The truth is, we love it. The tougher it is, the better. Lily jokes with the attendant “Do you have any Happy Meals?” We all have our electronics, headphones and books to entertain us anyway – although the seat back screens have become so ubiquitous that you miss them dearly when they are gone.
And we have Amanda to entertain us. This is Amanda’s first trip with us and we thought she would be really sorry. But here she is throwing Emma down and fighting Lily to get into the girls room first. She’s going to give us a fight.
Spain is the third European country we’ve done this year, and it’s a big change from the developing and exotic destinations of the past several years. There are a few reasons for that. One is that London was my work location for much of the year. But I might have come to Europe anyway.
It’s also a little easier, and honestly, I wasn’t so sure I would do it very well as a single dad.

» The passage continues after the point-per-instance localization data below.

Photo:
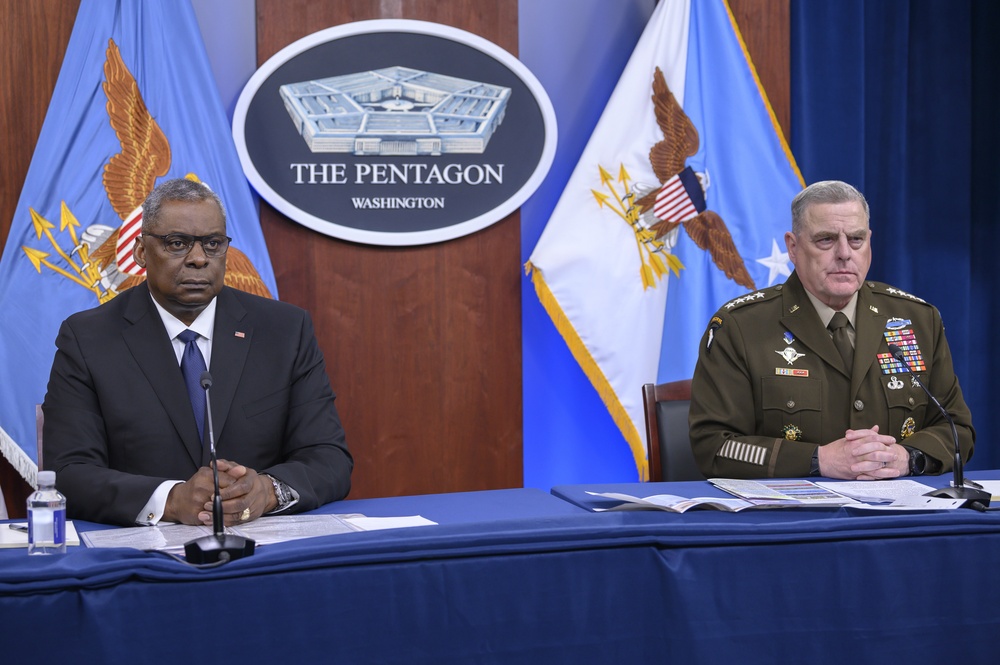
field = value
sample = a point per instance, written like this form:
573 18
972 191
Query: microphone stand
220 547
977 499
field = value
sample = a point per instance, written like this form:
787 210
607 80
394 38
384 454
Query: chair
668 445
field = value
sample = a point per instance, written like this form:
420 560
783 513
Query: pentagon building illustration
395 111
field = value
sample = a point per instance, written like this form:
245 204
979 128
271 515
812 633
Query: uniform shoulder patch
878 287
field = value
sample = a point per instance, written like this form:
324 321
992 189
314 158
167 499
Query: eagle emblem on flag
656 213
100 259
680 201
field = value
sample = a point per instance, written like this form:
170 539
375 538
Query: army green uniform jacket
770 386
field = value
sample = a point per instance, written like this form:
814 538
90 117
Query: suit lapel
147 340
230 348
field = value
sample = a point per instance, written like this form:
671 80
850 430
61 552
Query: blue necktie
192 367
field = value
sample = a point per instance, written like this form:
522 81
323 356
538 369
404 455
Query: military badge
792 433
713 325
790 355
907 342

The other is that Europe is really an adult place. Kids easily’get’ safari in Tanzania, mummies in Luxor, jungle temples in Cambodia, but Churches, artwork and cafes? Not as quickly.

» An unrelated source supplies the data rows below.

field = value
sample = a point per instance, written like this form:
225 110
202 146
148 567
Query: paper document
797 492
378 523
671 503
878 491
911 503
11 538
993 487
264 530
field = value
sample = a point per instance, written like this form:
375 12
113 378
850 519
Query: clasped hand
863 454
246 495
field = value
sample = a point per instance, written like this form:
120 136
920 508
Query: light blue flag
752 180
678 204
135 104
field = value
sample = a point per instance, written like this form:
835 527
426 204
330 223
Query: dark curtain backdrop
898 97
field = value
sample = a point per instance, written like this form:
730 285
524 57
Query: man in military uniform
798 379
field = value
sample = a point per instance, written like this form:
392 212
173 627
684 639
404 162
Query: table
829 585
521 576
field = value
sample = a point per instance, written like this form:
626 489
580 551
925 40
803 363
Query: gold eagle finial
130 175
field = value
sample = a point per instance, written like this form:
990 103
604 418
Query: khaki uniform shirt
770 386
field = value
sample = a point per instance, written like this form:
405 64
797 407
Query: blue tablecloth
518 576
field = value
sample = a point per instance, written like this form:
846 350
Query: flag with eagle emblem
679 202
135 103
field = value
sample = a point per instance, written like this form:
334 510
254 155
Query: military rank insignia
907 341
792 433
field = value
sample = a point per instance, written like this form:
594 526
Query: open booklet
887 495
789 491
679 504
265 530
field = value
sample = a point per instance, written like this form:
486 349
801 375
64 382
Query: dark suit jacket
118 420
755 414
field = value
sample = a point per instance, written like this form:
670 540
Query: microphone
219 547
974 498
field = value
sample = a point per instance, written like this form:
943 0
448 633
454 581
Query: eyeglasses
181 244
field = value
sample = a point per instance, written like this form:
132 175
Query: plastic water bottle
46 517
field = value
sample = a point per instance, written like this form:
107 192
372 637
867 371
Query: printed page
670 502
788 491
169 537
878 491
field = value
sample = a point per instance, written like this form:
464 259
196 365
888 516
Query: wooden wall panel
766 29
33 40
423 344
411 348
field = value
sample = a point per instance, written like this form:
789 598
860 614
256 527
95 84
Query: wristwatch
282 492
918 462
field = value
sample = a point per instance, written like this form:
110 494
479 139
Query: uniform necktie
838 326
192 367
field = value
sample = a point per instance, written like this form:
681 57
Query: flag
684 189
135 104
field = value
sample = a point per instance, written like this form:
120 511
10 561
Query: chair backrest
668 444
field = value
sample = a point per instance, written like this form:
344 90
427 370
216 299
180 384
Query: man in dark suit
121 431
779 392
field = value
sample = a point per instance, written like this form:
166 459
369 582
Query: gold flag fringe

Trish and I did a four week Europe trip in 2006 as a ‘test’ and we mostly spent our time in playgrounds and ordering pizza. It was successful but our standards at the time, and ambitious with a 3-year old, Lily. But it made us realize Europe would be better in the future.
Madrid Modern Art
That theory was tested quickly as we touched down, bused to the Madrid central station ‘Atocha’, stored our stuff in luggage lockers, and walked the short walk to the Reina Sofia museum of Modern Art. Inside is some of the worlds greatest 20th century art, including Dali and Picasso.
And it proves mostly true. Emma and Lily eagerly walked for at least two hours looking at early modern art, and listening to my often incorrect guesses (and better informed interpretations using Wikipedia.) We covered the Spanish Civil war, the use of new media in modern sculpture, the exploration of the subconscious mind, political themes and abstract art. Emma in particular is developing intellectually so quickly.
Guernica stopped both in their tracks, and they just looked and looked. I’ve wanted to see it in person since college.
We don’t even get a day in Madrid, just an afternoon of art and lots of jet lag coffee, including one Amanda had to drink to make change to pay for the public toilet (which seems counterproductive since coffee makes you pee.)
Our train leaves Atocha railway station at 4pm. The hustle and swirl, intensity and grit, of European train stations are archetypal travel experiences like nowhere else in the world (or that we have ever been anyway.) The girls and I talk a little about the industrial revolution and trains.
The Atocha station has been the site of both renewal and tragedy. After one hundred years of gradual decay following the 1892 building, the interior of the concourse was redesigned elaborately with shops and huge tropical plants in the mid 90’s.
But in 2004, almost 200 people were killed here in a terrorist attack, possibly connected to Al Queda. The bombing and investigation are widely believed to have been conducted poorly – and there are many conspiracy theories surrounding the attack.
Amanda’s is a fluent Spanish speaker, who spent junior year here in the 90’s. She makes ordering food a lot easier, since the girls always want something slightly modified from the menu. (No cheese!, No Mayo! No vegetables!) Here she is ‘helping’ us figure out where car number cinco is. (It was just past car ‘seis’. I think we would have figured that one out, Amanda.)
I meant to get us tickets on the fast train, but failed. So we have a four hour ride to Granada, which means Pomegranate in spanish. The train is old but not uncomfortable, and fairly empty. I nap, get coffee, nap, get coffee and nap three or four times until we arrive.
At the Granada station we are picked up by the Air BnB hosts, and driven through the windy dark streets of the muslim quarter. Our apartment is right in the center of it all, which will be awesome for walking and exploring. Sadly the AirBnB is pretty cold and sparse. We run out of hot water for showers quickly and the power goes off when we try to run all the electric heaters.
But we’re in Spain and travelling again. We love it.